As a social studies teacher, and a concerned citizen, I often ask myself what do I want my students to be able to contribute to in their lives. Of course I want them to have successful lives in which they are able to follow their passions but I also want them, regardless of their profession, to be able to contribute to our democracy in some way. Democracy is at the heart of my teaching practice as I see my classroom as a microcosm of what our world could be. I want to create the conditions in my classroom where the principles of democracy reign supreme. I want my students to participate in the process of establishing class rules and culture. I want my students to have a voice in how they can demonstrate their knowledge as well as how they are assessed academically. In other words, I want to share the power in the classroom with my students.
Now, for many teachers reading this you may be thinking that I’m crazy to give up “control” in my classroom. But what we have to understand as educators is that our jobs is not to “control” students but to empower them to be critically thinking democratic citizens. Teachers must do away with any form of authoritarian teaching method and embrace a more democratic approach to ensure that our students understand that the work of democracy is important and worth while. We have to understand as teachers that even in democratic spaces we still have the authority to ensure the classroom is a safe space for all students but that we engage in dialogue with our students about the reasons for any decision we make and ask for student feedback on how the classroom is run.

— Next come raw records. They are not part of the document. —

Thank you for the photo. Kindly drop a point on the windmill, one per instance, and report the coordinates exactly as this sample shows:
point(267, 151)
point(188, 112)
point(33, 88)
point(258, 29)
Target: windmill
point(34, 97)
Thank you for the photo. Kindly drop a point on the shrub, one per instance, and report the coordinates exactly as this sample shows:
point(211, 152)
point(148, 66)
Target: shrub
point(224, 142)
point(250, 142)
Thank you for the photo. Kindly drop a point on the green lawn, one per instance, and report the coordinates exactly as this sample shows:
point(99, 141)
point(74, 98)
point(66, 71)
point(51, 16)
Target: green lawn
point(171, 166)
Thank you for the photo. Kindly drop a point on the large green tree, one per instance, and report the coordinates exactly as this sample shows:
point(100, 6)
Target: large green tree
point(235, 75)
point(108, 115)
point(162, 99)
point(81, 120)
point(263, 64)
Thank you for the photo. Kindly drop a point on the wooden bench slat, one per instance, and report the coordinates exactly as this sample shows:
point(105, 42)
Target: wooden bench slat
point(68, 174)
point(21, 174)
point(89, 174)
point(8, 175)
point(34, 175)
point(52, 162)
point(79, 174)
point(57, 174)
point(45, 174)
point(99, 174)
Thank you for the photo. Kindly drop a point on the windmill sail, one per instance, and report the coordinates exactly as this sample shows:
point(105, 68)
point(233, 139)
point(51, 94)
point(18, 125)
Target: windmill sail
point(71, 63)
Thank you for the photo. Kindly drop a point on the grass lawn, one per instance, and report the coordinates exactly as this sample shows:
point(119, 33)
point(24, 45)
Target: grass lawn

We can’t run our schools and classrooms like a dictatorship and then pretend to think that our students will be prepared to be active citizens participating in our democratic system. We also have to ensure that we present democracy as a system and process that is always happening by being involved in our communities and institutions. Voting every election is only one aspect of being an active democratic citizen. Part of our responsibilities as citizens is to work with others collaboratively to accomplish shared goals and dreams. Any rights or freedoms that have been granted by politicians have rarely come independent of citizens demanding them as part of a larger social movement.
We have a crisis of democracy in Canada and Alberta with low voter turnouts and a lack of community in many areas. In Alberta, as students have began demanding Gay-Straight Alliances over more than the past decade it has made many social-conservatives in the province uneasy to say the least. These students are exercising their democratic voice and this week the province has decided that they will not protect this democratic right as the province has chosen to make the very political decision to strike a “balance” between those advocating for GSA’s and those who wish to suppress the voice of marginalized students in our schools.
Democracy is not for the faint of heart and it is something that must be protected by citizens of any country. Our schools must be places where students have a voice that is heard and they must be able to take action on issues that they care about. If we adults seek to limit or silence student voice in our schools and education system then we are condemning our democracy to further degradation. It’s time we make the shift towards a democratic approach to education in our classrooms and schools. If we don’t, our democracy and all of us will suffer for it.